- Directed by: Brent Hodge Jon Siddall
- Starring: Dan Mangan Kenton Loewen Gordon Grdina Kirsten Slenning
- Country of origin: Canada
- Original language: English

Production
- Producers: Brent Hodge Jon Siddall
- Running time: 44 minutes

Original release
- Network: CBC Television
- Release: August 25, 2012

= What Happens Next? (film) =

What Happens Next? is a documentary film about the Canadian singer-songwriter, Dan Mangan. It explores Mangan's ideas on fate and destiny as he's about to perform in his biggest performance to date, a sold out show at the Vancouver, British Columbia Orpheum. It premiered on CBC Television on August 25, 2012. The film was directed and produced by Brent Hodge and Jon Siddall. It was nominated for a Leo Award in 2013.

==Synopsis==
The film starts by introducing Dan Mangan, a singer-songwriter from Vancouver, who has built his reputation through continuous touring, with and without a backing band. He counters those who say that "making it in life has everything to do with luck" with a quote from his father, that those who work the hardest tend to be the luckiest.
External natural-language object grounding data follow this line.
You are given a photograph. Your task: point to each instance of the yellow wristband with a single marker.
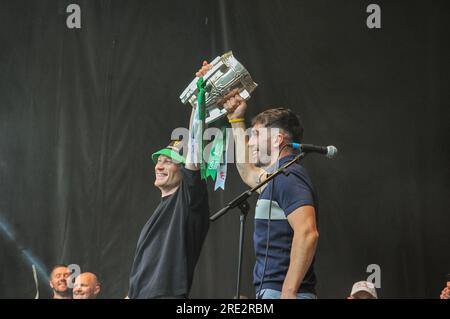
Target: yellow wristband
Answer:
(236, 120)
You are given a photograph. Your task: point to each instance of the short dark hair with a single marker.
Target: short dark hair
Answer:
(284, 119)
(57, 266)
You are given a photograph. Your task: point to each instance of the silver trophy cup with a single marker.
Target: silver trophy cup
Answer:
(225, 75)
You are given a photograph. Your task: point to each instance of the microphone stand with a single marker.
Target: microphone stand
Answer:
(241, 202)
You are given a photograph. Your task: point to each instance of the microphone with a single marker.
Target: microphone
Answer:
(329, 151)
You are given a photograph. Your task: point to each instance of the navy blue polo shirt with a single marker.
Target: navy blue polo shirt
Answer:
(290, 192)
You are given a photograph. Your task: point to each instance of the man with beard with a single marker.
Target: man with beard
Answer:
(86, 286)
(58, 282)
(285, 230)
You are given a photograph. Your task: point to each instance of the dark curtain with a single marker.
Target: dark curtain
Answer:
(81, 110)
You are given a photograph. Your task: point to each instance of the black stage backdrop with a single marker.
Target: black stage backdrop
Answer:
(81, 110)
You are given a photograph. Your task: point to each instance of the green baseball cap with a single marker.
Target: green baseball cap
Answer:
(172, 150)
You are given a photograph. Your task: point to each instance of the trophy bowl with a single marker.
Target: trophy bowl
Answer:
(225, 75)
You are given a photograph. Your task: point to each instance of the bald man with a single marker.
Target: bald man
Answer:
(86, 286)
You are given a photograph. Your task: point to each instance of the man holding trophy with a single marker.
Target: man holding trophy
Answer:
(170, 242)
(285, 232)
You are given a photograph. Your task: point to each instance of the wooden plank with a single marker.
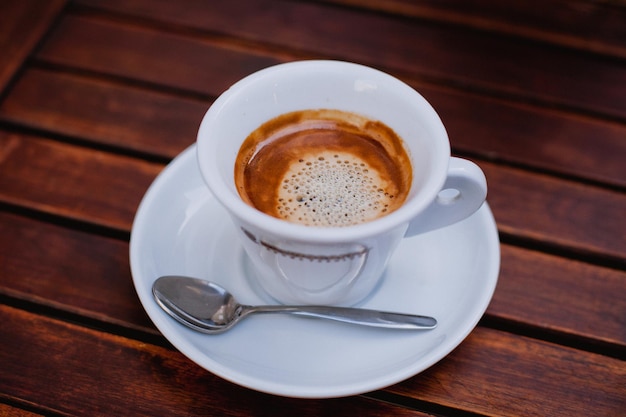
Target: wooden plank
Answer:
(105, 113)
(446, 55)
(561, 295)
(494, 373)
(61, 179)
(7, 410)
(543, 139)
(559, 212)
(71, 270)
(597, 27)
(162, 124)
(78, 371)
(149, 55)
(88, 275)
(72, 182)
(22, 25)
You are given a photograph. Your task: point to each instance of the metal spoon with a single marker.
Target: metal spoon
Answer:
(208, 308)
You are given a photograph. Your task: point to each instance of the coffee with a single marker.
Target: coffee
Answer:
(325, 168)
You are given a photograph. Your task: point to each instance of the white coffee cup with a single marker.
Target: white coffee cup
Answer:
(298, 264)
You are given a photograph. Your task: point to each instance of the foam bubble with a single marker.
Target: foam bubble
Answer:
(332, 189)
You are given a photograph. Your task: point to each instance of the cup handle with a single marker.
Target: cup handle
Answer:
(463, 193)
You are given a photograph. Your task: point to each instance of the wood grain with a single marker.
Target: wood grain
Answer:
(427, 50)
(86, 274)
(562, 295)
(71, 270)
(22, 25)
(157, 123)
(581, 24)
(72, 182)
(521, 376)
(61, 179)
(74, 370)
(105, 113)
(522, 380)
(149, 56)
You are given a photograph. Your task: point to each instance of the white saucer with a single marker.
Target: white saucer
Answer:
(450, 274)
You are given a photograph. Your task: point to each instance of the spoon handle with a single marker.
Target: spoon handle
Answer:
(360, 316)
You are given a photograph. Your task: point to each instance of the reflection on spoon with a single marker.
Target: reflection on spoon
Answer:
(209, 308)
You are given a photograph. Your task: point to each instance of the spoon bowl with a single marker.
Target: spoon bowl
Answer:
(208, 308)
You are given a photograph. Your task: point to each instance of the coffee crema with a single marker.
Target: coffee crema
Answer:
(325, 168)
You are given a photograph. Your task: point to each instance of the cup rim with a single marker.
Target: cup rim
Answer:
(294, 231)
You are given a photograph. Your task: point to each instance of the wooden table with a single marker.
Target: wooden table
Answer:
(96, 97)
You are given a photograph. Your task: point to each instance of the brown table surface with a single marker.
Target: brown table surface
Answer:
(96, 97)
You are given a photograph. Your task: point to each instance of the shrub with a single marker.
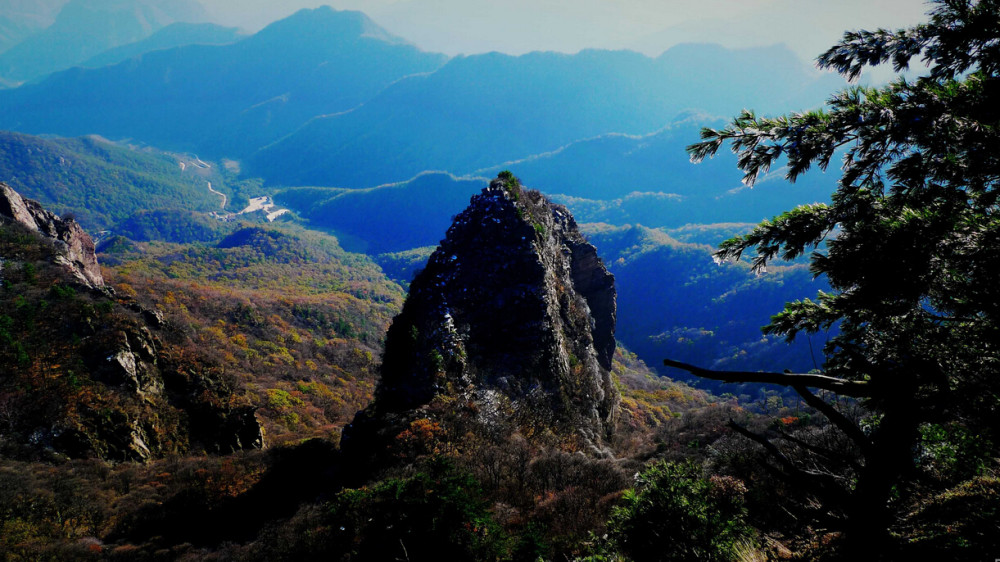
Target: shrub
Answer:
(675, 514)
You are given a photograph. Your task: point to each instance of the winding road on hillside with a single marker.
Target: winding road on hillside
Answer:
(219, 193)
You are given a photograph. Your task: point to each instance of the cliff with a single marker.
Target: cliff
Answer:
(75, 247)
(84, 373)
(511, 323)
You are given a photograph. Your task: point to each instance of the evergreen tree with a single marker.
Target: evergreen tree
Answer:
(910, 245)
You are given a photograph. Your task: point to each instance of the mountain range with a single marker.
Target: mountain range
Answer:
(85, 28)
(329, 98)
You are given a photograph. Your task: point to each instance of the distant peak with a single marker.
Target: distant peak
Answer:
(328, 23)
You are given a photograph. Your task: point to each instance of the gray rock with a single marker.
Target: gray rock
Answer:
(76, 248)
(513, 316)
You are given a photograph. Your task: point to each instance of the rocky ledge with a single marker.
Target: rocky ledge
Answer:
(512, 322)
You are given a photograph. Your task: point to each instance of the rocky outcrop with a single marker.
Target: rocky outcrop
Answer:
(513, 318)
(85, 373)
(76, 248)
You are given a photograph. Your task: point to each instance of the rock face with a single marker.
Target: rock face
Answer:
(84, 373)
(76, 247)
(513, 317)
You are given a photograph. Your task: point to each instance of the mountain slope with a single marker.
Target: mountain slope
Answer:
(521, 334)
(100, 182)
(85, 28)
(173, 35)
(675, 302)
(223, 100)
(20, 19)
(481, 111)
(86, 374)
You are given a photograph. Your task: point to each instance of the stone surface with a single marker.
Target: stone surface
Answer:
(513, 316)
(75, 245)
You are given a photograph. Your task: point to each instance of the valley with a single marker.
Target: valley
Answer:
(311, 291)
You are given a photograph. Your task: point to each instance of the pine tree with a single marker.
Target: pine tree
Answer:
(910, 245)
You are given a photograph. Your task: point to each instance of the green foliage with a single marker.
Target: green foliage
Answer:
(101, 182)
(436, 514)
(675, 514)
(912, 241)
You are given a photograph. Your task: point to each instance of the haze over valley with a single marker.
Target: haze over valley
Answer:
(325, 272)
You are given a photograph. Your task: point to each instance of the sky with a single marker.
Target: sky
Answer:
(453, 27)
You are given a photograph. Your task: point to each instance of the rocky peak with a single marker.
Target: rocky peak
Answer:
(76, 248)
(513, 316)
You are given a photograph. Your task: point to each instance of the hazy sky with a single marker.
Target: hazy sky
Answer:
(518, 26)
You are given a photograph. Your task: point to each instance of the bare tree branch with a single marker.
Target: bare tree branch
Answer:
(842, 422)
(855, 389)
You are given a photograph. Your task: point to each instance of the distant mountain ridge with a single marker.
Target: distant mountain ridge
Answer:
(85, 28)
(174, 35)
(329, 98)
(480, 111)
(223, 100)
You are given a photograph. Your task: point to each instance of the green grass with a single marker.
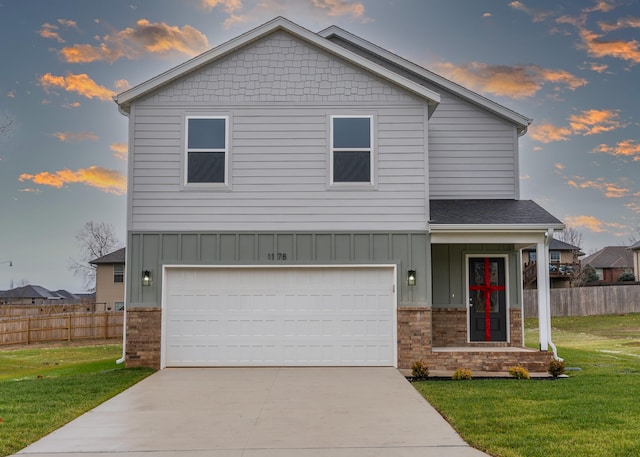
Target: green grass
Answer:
(595, 412)
(42, 389)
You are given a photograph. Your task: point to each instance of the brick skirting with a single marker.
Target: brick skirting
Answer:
(143, 337)
(450, 328)
(414, 335)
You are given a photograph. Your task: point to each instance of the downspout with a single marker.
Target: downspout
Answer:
(124, 320)
(547, 243)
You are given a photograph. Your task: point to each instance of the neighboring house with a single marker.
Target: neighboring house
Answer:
(300, 198)
(610, 262)
(110, 281)
(564, 265)
(36, 295)
(635, 250)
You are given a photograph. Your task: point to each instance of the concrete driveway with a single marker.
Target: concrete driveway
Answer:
(261, 412)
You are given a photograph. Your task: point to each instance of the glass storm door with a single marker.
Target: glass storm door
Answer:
(487, 299)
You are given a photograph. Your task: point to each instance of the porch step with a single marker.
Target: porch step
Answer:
(488, 359)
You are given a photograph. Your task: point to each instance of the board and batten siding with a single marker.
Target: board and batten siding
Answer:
(278, 94)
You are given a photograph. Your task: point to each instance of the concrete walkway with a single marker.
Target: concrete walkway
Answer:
(261, 412)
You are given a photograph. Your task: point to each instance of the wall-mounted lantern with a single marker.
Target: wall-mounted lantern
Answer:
(146, 278)
(411, 277)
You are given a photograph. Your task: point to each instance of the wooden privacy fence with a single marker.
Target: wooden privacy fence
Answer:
(60, 327)
(587, 301)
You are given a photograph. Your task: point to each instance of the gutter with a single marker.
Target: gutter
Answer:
(547, 243)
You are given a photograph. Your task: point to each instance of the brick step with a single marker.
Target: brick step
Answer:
(533, 361)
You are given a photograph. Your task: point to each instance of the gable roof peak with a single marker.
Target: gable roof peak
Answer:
(279, 23)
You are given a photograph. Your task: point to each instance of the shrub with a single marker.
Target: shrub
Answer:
(626, 277)
(519, 372)
(556, 368)
(420, 370)
(462, 374)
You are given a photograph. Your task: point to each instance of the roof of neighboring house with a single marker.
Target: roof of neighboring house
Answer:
(610, 257)
(489, 213)
(40, 292)
(118, 256)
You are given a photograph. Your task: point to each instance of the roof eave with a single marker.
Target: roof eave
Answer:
(125, 99)
(522, 122)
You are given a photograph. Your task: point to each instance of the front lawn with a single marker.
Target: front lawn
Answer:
(595, 412)
(42, 389)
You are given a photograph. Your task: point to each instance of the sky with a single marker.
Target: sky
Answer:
(572, 66)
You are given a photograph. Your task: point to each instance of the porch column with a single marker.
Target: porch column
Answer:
(542, 264)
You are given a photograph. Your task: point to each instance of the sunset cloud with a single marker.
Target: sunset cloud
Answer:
(133, 42)
(70, 136)
(594, 121)
(548, 133)
(81, 84)
(625, 148)
(593, 224)
(518, 82)
(120, 150)
(598, 47)
(609, 190)
(588, 122)
(104, 179)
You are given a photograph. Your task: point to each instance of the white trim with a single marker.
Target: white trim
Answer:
(186, 151)
(370, 149)
(125, 99)
(392, 267)
(506, 293)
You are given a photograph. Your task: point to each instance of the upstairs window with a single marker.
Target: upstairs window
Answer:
(118, 273)
(207, 150)
(351, 149)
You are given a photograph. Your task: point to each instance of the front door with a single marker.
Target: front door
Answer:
(487, 299)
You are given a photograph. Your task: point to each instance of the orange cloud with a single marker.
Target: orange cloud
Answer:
(104, 179)
(592, 223)
(70, 136)
(597, 47)
(133, 42)
(121, 150)
(625, 148)
(80, 84)
(340, 8)
(594, 121)
(610, 190)
(547, 133)
(519, 82)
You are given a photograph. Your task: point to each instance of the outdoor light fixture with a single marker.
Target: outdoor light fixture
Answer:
(146, 278)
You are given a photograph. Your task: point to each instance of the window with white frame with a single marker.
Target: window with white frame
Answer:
(118, 273)
(207, 150)
(351, 149)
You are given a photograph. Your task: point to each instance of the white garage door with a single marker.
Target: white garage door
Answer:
(299, 316)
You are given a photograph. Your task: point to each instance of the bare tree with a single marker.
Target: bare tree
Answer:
(570, 236)
(95, 239)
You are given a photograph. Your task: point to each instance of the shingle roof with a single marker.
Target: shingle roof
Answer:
(118, 256)
(490, 212)
(610, 257)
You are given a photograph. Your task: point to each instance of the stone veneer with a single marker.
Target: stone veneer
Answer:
(450, 328)
(414, 335)
(143, 337)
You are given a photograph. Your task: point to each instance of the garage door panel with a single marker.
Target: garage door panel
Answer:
(288, 316)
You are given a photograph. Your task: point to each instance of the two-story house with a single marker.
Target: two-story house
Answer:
(300, 198)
The film interleaves the build up to the show at the Orpheum with footage from a poker game with drummer Kenton Loewen, and guitarist Gordon Grdina as well as Dan's then fiancee (now wife) Kirsten Slenning, and Dan, as they discuss the upcoming show, the end of their current 42 show tour, creativity, the past, and life after playing the Orpheum(a lifelong goal of Dan's).
It also contains some behind the scenes footage of the filming of the music video for the song About As Helpful As You Can Be Without Being Any Help At All off his album Oh Fortune directed by Stuart Gillies.
The main theme of the movie is how stardom doesn't happen over night. That it's a slow progression of winning over a fan, one at a time, through hard work and touring. It also touches on the fleeting nature of fame, and impermanence of art.
The movie concludes with the opening of the show, a few small clips of the performance, and then the band and accompanying orchestra bowing on stage.

==Cast==
- Dan Mangan
- Kenton Loewen
- Gordon Grdina
- Kirsten Slenning

==Reception==
The film received mostly positive reviews and was nominated for a Leo Award.